Objectives of Programme's Learning Outcomes

• Have acquired highly specialised and integrated knowledge and broad skills in the various disciplines of computer science, which come after those within the Bachelor's in computer science.
• Manage large-scale software development projects.
• Apply, mobilise, articulate and promote the knowledge and skills acquired in order to help lead and complete a project.
• Demonstrate independence and their ability to work alone or in teams.
• Manage research, development and innovation.
• Organise and lead a research, development or innovation project to completion.
• Methodically research valid scientific information, lead a critical analysis, propose and argue potentially innovative solutions to targeted problems.
• Master communication techniques.
• Communicate, both orally and in writing, their findings, original proposals, knowledge and underlying principles, in a clear, structured and justified manner.
• Adapt their communication to a variety of audiences.
• Where possible, communicate in a foreign language.
• Develop and integrate a high degree of autonomy.
• Aquire new knowledge independently.

Learning Outcomes of UE

This course is taught in English. By the end of the course, students will have learned what software evolution is, why it is inevitable, how it fits into the field of software engineering, and how it can reasonably be achieved. The technical, social and managerial aspects of software maintenance and evolution will be covered. Students will have gained practical experience of the tools, techniques, principles and best practices of software evolution, software quality improvement and collaborative software development. They will also have gained knowledge of open problems in the research area of software evolution.

Content of UE

The course is a balanced mix of lectures, student presentations, practical exercices, and a project assignment that puts software evolution activities into practice. Software evolution entails all activities, methods, tools and processes for supporting the life cycle of software project after the first software product release. Throughout the course students will learn how to analyse, visualise and assess the quality of individual software systems and software ecosystems. They will learn to maintain and improve software quality using techniques such as bad smell detection, technical debt reduction, software testing, refactoring, restructuring and reengineering. They will also become acquainted with a variety of techniques such as software versioning, software product line engineering, continuous integration, software configuration management, (open source) software ecosystems, and software repository mining.

Prior Experience

Students should have a basic knowledge of software engineering principles. They should also be able to program in the Java programming language.

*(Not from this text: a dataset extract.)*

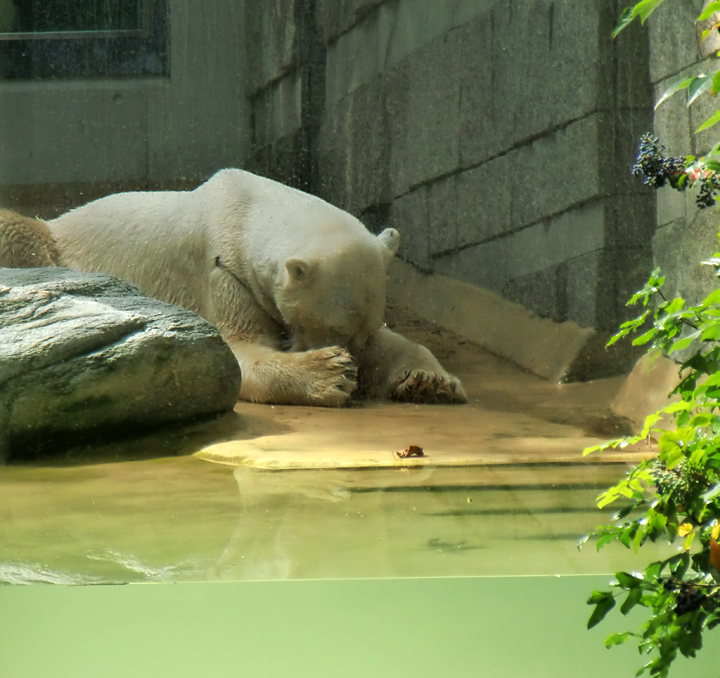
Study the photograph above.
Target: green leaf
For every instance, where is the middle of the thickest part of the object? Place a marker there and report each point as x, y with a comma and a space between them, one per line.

Type of Assessment for UE in Q2

• Presentation and/or works
• Written examination
• Graded tests

Q2 UE Assessment Comments

Term 2 will be assessed on the basis of the following weighted evaluation:
- Evaluation of a work assignment carried out by the students (in groups of 1 to 3 persons): 40% of the final note
- Oral presentation (on the basis of slides produced by the student) of the summary of a scientific article or book chapter: 30% of the final note
- Written examination : 30% of the final note. (Depending on the circumstances, it is possible that the exam will be replaced by an assignment, but only under mutual agreement between the students and the teacher.)

Type of Assessment for UE in Q3

• Presentation and/or works
• Written examination

Q3 UE Assessment Comments

Term 3 will be assessed using the same weighting as Term 2.
The student will have the possibility to improve his project grade and/or oral presentation grade during Term 3. However, the grade of the practical work done by the students during the practical exercice sessions in Q2 will be automatically carried over to Q3, even in case of failure.